Construire un meilleur genou
Toutefois, il faut attendre qu'un genou dégénère pour justifier son remplacement, et il y a toujours le risque que l'organisme rejette le corps étranger. La Dre Rita Kandel et son équipe mettent au point un nouveau genou artificiel qui combine du cartilage fabriqué en laboratoire et un biomatériau poreux dégradable qui se comporte comme l'os. Après l'implantation, l'os croît graduellement à travers les pores. Parallèlement, le biomatériau subit une biodégradation, laissant en place une articulation naturelle et fonctionnelle.

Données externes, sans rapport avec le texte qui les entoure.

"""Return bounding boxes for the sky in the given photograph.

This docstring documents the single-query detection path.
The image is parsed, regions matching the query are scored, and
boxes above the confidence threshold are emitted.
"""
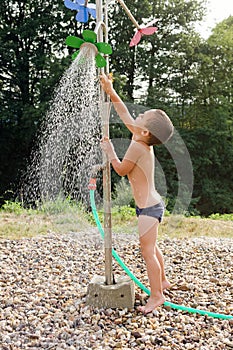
[197,0,233,39]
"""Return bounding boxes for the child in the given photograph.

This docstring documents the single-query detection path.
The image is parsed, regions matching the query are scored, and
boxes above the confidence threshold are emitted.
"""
[100,74,174,314]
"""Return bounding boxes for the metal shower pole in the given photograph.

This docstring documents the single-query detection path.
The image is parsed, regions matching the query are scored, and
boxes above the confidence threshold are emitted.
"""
[95,0,113,285]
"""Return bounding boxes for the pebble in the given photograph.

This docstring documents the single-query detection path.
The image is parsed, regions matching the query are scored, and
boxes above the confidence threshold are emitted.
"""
[0,228,233,350]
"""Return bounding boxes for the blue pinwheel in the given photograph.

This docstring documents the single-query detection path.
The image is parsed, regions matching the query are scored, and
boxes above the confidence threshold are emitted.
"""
[64,0,96,23]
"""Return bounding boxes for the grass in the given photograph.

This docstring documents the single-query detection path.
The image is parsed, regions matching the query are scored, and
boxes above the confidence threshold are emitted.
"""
[0,199,233,239]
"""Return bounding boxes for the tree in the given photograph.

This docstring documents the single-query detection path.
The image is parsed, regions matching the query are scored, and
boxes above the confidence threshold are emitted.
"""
[0,0,76,202]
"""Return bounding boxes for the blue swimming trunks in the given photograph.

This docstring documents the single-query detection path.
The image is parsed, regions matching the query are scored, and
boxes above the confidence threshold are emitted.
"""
[136,201,166,222]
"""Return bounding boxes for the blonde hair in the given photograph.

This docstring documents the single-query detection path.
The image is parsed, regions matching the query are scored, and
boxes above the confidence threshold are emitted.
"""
[145,109,174,146]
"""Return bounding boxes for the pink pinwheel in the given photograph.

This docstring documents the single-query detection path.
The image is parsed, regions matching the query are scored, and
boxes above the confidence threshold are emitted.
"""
[64,0,96,23]
[129,19,158,47]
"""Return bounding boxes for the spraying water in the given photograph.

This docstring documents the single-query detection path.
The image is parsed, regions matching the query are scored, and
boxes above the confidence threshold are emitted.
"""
[21,45,101,204]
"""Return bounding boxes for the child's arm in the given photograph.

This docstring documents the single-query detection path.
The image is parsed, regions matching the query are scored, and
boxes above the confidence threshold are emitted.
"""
[101,137,135,176]
[100,74,134,133]
[101,137,145,176]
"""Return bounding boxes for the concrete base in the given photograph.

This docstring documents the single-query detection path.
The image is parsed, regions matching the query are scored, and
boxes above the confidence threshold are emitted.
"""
[86,276,135,309]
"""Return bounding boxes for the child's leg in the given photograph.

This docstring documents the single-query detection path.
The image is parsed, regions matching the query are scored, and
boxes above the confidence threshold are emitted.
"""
[155,244,171,290]
[138,215,165,313]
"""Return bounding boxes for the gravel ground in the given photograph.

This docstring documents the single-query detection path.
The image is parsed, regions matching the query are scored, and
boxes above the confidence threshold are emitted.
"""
[0,229,233,350]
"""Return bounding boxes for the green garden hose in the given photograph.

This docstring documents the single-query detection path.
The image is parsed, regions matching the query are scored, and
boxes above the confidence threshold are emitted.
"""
[89,187,233,320]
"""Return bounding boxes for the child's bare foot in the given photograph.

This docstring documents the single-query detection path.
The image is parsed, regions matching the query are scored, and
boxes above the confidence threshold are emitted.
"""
[138,294,165,315]
[162,280,172,290]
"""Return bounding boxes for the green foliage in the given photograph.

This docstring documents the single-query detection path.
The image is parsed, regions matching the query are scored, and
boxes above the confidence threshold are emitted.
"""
[0,0,233,215]
[209,213,233,221]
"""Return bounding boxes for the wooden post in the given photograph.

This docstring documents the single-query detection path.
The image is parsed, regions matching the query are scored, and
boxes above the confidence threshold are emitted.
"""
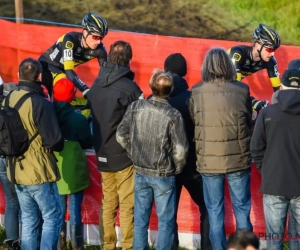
[15,0,23,23]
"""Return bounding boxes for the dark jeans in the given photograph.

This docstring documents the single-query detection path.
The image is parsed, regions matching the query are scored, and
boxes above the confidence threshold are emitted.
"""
[263,194,300,250]
[0,157,20,240]
[202,168,253,250]
[59,190,84,228]
[133,173,176,250]
[172,175,212,250]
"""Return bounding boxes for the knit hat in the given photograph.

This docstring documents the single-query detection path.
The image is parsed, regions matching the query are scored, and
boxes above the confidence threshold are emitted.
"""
[288,59,300,70]
[281,69,300,89]
[164,53,187,77]
[53,78,76,103]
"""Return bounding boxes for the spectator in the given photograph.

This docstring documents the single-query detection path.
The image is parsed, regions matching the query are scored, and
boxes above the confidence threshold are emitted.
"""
[4,58,64,250]
[251,69,300,250]
[227,229,259,250]
[190,48,252,250]
[117,71,188,250]
[0,77,21,250]
[87,41,143,250]
[164,53,212,250]
[272,59,300,250]
[54,80,93,250]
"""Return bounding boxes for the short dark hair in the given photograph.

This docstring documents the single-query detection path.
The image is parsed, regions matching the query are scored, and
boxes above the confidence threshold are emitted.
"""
[19,58,42,82]
[108,41,132,66]
[149,69,173,98]
[227,229,259,250]
[202,47,236,85]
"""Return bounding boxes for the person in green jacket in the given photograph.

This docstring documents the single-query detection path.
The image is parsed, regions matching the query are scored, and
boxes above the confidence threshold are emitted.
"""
[54,78,93,250]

Les avantages sont multiples. Cette approche peut être utilisée pour traiter des lésions localisées dès qu'un défaut est constaté ou pour remplacer le genou lorsque les lésions sont plus diffuses. Le remplacement est naturel plutôt qu'artificiel. Et la Dre Kandel affirme que le biomatériau peut être façonné et adapté en fonction du genou de chaque receveur, ce qui est plus pratique qu'une prothèse « toute faite ». Une fois perfectionnée, la technique pourra être appliquée à d'autres articulations, comme la hanche, l'épaule et le coude. Moins de gens auront alors à attendre des remplacements d'articulations traditionnels, ce qui réduira les listes d'attente.
La nouvelle technique est encore loin d'être au point. Trouver des sources cellulaires pour former le tissu et mettre au point des techniques de façonnage et d'usinage pour adapter l'articulation de remplacement ne sont que deux exemples de tâches auxquelles travaille l'équipe de la Dre Kandel, formée d'ingénieurs, de biologistes cellulaires, de chirurgiens, de radiologistes et de vétérinaires.
« Il est si important d'avoir toutes ces perspectives différentes pour faciliter la transformation de cette approche en un traitement clinique », dit la Dre Kandel.